Population of the Principal Factorization Types:
PFT ALPHA (relatively ambiguous principal ideals): 1830 fields (23 %)
PFT BETA (absolutely ambiguous principal ideals): 5609 fields (72 %)
PFT GAMMA (some unit in the normal field has norm [-1+(-3)^1/2]/2): 372 fields (5 %)

Due to the accumulation (46% instead of 23%) of DT 2 in lower conductor ranges
(since DT 2 has f = a*b, whereas DT 1 has f = 3*a*b),
we observe a slight overall increase of PFT Alpha (23% instead of 20%)
and PFT Gamma (5% instead of 3%),
since DT 2 has a considerably lower percentage (55%) of PFT Beta than DT 1 (83%).
Dan (02/03/03):
However, it should be pointed out that
there are only 4708 conductors in the range f < 10000,
since they arise in complete Families of fields (L_i)_{1 <= i <= m}
with various Multiplicities m.

Using SQL database queries of the type
"SELECT * INTO CondHexadekPlus FROM CondExt
WHERE ( CondExt.f In
(SELECT f FROM CondExt AS Temp GROUP BY f HAVING Count(*) > 16) )
ORDER BY CondExt.f, CondExt.D;"
I found the following distribution of Multiplets:

2945 Singulets (m = 1)
1164 Doublets (m = 2)
231 Triplets (m = 3)
264 Quadruplets (m = 4)
13 Quintuplets (m = 5)
10 Sextuplets (m = 6)
79 Octuplets (m = 8)
2 Hexadecuplets (m = 16)

Multiplicities m = 10,11,12 will occur for bigger conductors f,
but m = 7,9,13,14,15 are impossible for theoretical reasons.

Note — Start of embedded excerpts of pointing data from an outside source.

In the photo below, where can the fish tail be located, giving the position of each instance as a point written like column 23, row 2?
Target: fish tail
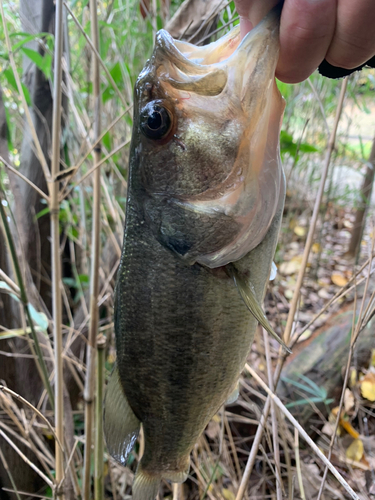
column 145, row 486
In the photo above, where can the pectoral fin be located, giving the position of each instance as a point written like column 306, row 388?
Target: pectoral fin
column 248, row 296
column 121, row 426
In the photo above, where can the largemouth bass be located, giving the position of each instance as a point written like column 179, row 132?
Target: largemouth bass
column 205, row 199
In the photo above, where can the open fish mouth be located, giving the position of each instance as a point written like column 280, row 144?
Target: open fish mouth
column 218, row 158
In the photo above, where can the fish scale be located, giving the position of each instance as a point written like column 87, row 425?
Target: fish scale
column 199, row 240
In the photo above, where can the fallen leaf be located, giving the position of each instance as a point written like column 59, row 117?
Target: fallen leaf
column 355, row 450
column 324, row 294
column 339, row 279
column 368, row 386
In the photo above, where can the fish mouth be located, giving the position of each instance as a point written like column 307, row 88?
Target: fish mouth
column 227, row 114
column 207, row 70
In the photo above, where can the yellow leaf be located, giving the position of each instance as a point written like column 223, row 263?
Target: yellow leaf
column 355, row 450
column 338, row 279
column 368, row 386
column 300, row 231
column 316, row 248
column 227, row 494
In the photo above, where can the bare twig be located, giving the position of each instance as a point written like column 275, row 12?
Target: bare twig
column 95, row 255
column 298, row 464
column 29, row 405
column 356, row 328
column 25, row 459
column 55, row 237
column 94, row 47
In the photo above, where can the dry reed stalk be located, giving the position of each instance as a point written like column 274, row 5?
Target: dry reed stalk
column 294, row 303
column 55, row 237
column 8, row 471
column 356, row 329
column 303, row 433
column 38, row 355
column 99, row 442
column 298, row 464
column 275, row 433
column 89, row 394
column 95, row 48
column 23, row 456
column 35, row 410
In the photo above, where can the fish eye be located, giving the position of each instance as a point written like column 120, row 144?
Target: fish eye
column 155, row 121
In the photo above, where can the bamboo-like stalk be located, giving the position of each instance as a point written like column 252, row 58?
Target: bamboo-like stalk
column 99, row 443
column 95, row 254
column 42, row 368
column 275, row 431
column 294, row 303
column 55, row 237
column 303, row 433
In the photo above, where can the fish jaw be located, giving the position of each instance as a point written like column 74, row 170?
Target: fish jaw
column 219, row 162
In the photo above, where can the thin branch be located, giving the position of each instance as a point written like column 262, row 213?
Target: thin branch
column 29, row 405
column 89, row 393
column 293, row 306
column 99, row 441
column 55, row 237
column 96, row 166
column 8, row 471
column 94, row 48
column 25, row 459
column 28, row 181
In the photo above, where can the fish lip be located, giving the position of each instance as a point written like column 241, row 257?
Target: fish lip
column 190, row 55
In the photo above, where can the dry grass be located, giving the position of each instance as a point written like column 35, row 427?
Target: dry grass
column 249, row 450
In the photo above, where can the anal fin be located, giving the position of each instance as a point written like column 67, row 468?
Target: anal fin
column 121, row 426
column 178, row 476
column 248, row 296
column 145, row 486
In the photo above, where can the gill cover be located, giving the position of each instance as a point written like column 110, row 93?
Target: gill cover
column 212, row 176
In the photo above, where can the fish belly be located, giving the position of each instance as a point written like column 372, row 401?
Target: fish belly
column 182, row 335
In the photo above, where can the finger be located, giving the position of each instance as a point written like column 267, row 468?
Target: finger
column 354, row 38
column 251, row 12
column 306, row 32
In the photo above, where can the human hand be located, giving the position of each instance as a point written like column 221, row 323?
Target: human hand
column 340, row 31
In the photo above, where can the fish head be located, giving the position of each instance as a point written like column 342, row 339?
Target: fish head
column 206, row 134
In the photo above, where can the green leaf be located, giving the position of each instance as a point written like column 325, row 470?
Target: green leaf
column 8, row 74
column 40, row 319
column 44, row 63
column 117, row 74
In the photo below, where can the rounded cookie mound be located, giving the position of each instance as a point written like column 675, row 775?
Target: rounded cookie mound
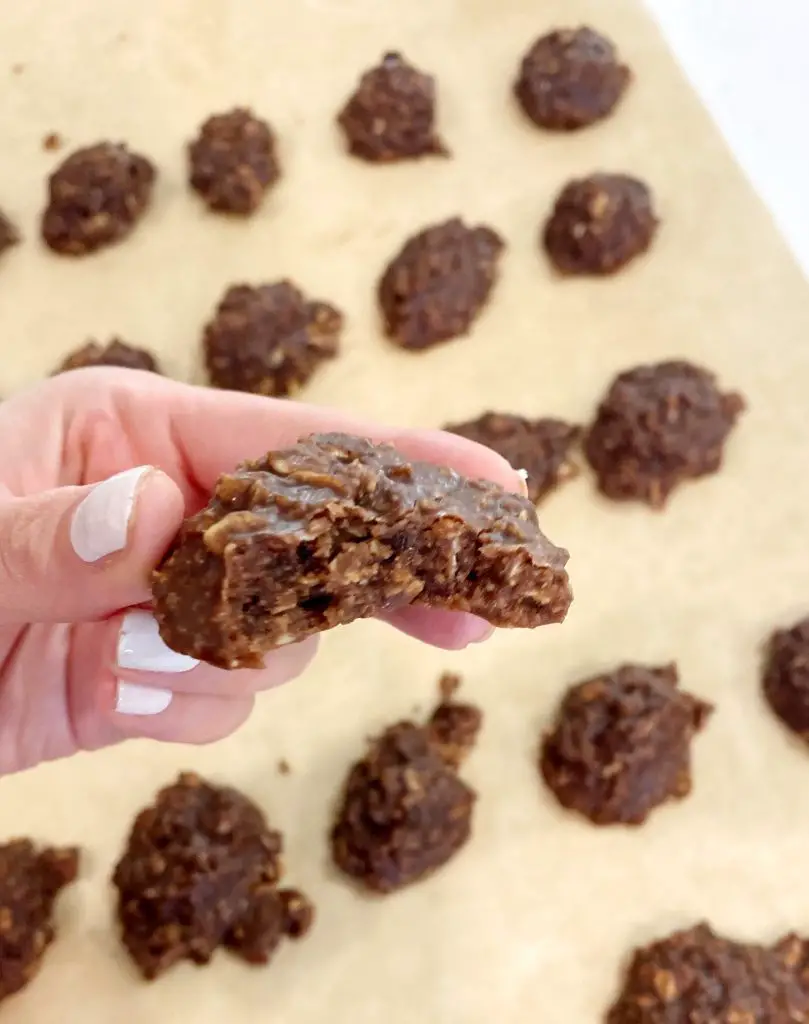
column 621, row 744
column 599, row 224
column 569, row 79
column 657, row 426
column 95, row 198
column 269, row 339
column 437, row 285
column 232, row 162
column 114, row 353
column 391, row 116
column 786, row 677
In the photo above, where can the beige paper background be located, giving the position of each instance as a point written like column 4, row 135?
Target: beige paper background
column 533, row 921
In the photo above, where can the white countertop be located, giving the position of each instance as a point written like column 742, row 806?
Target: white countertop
column 748, row 60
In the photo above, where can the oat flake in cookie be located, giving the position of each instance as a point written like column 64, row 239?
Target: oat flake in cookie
column 95, row 198
column 114, row 353
column 599, row 224
column 656, row 427
column 541, row 448
column 269, row 339
column 405, row 811
column 569, row 79
column 786, row 677
column 391, row 116
column 30, row 882
column 698, row 977
column 201, row 870
column 621, row 744
column 436, row 286
column 338, row 528
column 232, row 162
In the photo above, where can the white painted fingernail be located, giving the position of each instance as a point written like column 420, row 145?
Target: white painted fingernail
column 133, row 699
column 100, row 523
column 140, row 647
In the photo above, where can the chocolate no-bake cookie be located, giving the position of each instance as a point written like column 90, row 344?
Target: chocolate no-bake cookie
column 786, row 677
column 391, row 116
column 405, row 812
column 114, row 353
column 269, row 339
column 95, row 198
column 599, row 224
column 30, row 882
column 436, row 286
column 569, row 79
column 698, row 977
column 338, row 528
column 9, row 236
column 656, row 427
column 232, row 162
column 201, row 870
column 542, row 448
column 621, row 744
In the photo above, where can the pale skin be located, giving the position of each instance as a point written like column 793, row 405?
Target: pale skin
column 67, row 597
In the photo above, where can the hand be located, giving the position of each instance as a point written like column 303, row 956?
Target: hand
column 99, row 468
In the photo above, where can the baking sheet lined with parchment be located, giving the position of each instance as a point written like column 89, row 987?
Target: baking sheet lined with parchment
column 534, row 920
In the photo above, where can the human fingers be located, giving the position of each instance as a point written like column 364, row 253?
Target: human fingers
column 72, row 554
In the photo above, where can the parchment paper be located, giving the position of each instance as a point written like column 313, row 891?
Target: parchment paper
column 533, row 921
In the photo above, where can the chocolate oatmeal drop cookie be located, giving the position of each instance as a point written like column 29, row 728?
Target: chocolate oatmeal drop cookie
column 114, row 353
column 338, row 528
column 569, row 79
column 30, row 882
column 437, row 285
column 658, row 426
column 95, row 198
column 405, row 812
column 621, row 744
column 542, row 448
column 269, row 339
column 201, row 870
column 599, row 224
column 232, row 162
column 698, row 977
column 786, row 677
column 391, row 116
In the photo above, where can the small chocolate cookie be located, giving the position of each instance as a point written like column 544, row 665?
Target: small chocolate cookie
column 269, row 339
column 786, row 677
column 599, row 224
column 391, row 116
column 95, row 198
column 9, row 236
column 542, row 448
column 621, row 744
column 232, row 162
column 698, row 977
column 201, row 870
column 114, row 353
column 30, row 883
column 656, row 427
column 405, row 812
column 569, row 79
column 436, row 286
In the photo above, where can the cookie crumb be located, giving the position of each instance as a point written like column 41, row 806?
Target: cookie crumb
column 569, row 79
column 391, row 116
column 437, row 285
column 621, row 744
column 656, row 427
column 269, row 339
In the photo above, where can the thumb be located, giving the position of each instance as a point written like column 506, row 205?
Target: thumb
column 81, row 553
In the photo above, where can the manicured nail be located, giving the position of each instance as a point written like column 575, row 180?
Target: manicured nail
column 140, row 647
column 133, row 699
column 100, row 523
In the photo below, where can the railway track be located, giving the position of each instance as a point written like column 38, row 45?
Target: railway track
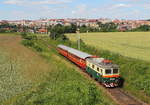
column 117, row 94
column 122, row 98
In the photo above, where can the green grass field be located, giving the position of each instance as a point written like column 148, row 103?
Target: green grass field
column 28, row 77
column 130, row 44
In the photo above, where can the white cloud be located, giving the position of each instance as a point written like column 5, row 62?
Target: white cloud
column 31, row 2
column 121, row 5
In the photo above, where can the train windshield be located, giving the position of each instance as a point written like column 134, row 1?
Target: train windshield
column 108, row 71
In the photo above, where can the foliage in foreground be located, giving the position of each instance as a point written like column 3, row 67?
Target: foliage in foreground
column 63, row 85
column 11, row 80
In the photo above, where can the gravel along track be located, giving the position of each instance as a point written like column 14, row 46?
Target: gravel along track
column 117, row 94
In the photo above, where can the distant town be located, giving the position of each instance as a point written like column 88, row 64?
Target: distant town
column 41, row 24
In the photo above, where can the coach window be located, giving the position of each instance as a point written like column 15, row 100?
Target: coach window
column 97, row 69
column 102, row 71
column 93, row 66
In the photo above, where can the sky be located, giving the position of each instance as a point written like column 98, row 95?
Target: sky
column 36, row 9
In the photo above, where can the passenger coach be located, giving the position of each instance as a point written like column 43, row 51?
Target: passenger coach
column 101, row 69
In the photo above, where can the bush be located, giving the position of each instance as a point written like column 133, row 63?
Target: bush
column 28, row 43
column 38, row 48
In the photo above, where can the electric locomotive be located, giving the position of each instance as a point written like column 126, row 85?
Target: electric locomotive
column 101, row 69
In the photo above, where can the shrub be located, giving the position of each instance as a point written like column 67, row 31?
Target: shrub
column 28, row 43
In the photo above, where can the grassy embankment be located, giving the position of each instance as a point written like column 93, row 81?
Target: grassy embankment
column 61, row 84
column 130, row 51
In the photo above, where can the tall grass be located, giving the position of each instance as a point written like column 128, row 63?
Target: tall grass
column 11, row 80
column 63, row 85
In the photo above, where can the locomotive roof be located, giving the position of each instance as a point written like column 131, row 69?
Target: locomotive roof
column 99, row 62
column 73, row 51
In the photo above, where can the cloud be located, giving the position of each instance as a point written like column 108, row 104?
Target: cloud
column 121, row 5
column 31, row 2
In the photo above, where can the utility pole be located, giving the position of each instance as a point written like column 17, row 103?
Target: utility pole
column 78, row 37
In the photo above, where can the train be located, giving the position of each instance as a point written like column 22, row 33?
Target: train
column 102, row 70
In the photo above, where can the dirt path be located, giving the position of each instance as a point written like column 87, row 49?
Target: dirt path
column 117, row 94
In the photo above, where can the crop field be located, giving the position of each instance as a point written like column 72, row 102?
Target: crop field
column 130, row 44
column 20, row 68
column 28, row 77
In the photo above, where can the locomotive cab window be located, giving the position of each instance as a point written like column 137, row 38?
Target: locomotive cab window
column 93, row 66
column 97, row 69
column 115, row 71
column 108, row 71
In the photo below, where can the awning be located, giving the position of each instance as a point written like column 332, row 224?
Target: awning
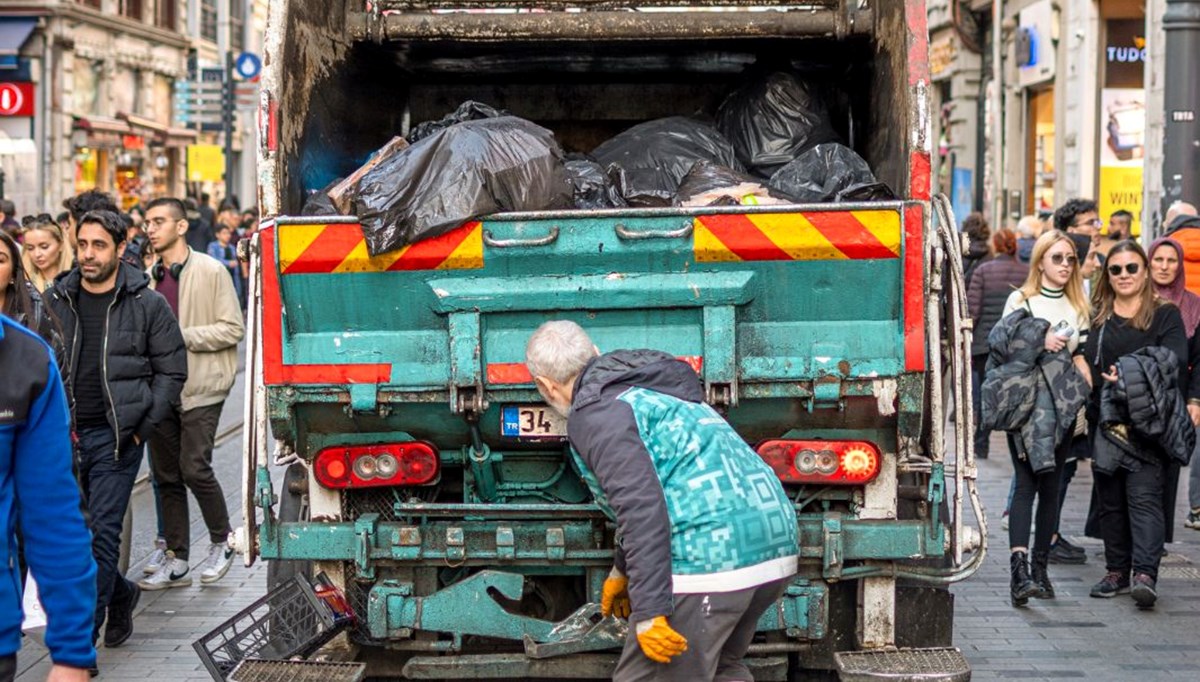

See D. C. Mayer, Multiplicities of dihedral discriminants,
Math. Comp. 58 (1992), 831-847 and S55-S58
Dan (02/03/03):
This was only a piece of cake.
It's a small byproduct of the most extensive computation of pure cubics
of all times.

Tomorrow, I'll bring the Lion !!! Wow !!!
Dan (02/03/04): Historical Remark:
The above mentioned database extends the results of

[1] Ken Nakamula, A Table for Pure Cubic Fields,
Advanced Studies in Pure Math. 13 (1988), 461-477,

which was the only table of pure cubic fields
ordered by ascending conductors, up to now.
It lists for each of the 358 fields with conductors 10 <= f <= 618
(corresponding to discriminants -300 >= d >= -1145772
and excluding the conductors f = 6,9),
the conductor f,
the linear and quadratic part a,b of the radicand R = a*b^2,
the class number h and an upper bound B for h,
and the coefficients of the minimal polynomial
M_e(X) = X^3 - Tr(e)X^2 + Tr(1/e)X - 1
of the fundamental unit e.

This table had already previously appeared in

[2] Ken Nakamula, Elliptic units and the class numbers,
Dissertation, Tokyo Metropolitan University, 1985.

The computational method was developed theoretically in

[3] Ken Nakamula, Class number calculation of a cubic field from the elliptic unit,
J. Reine Angew. Math. 331 (1982), 114-123.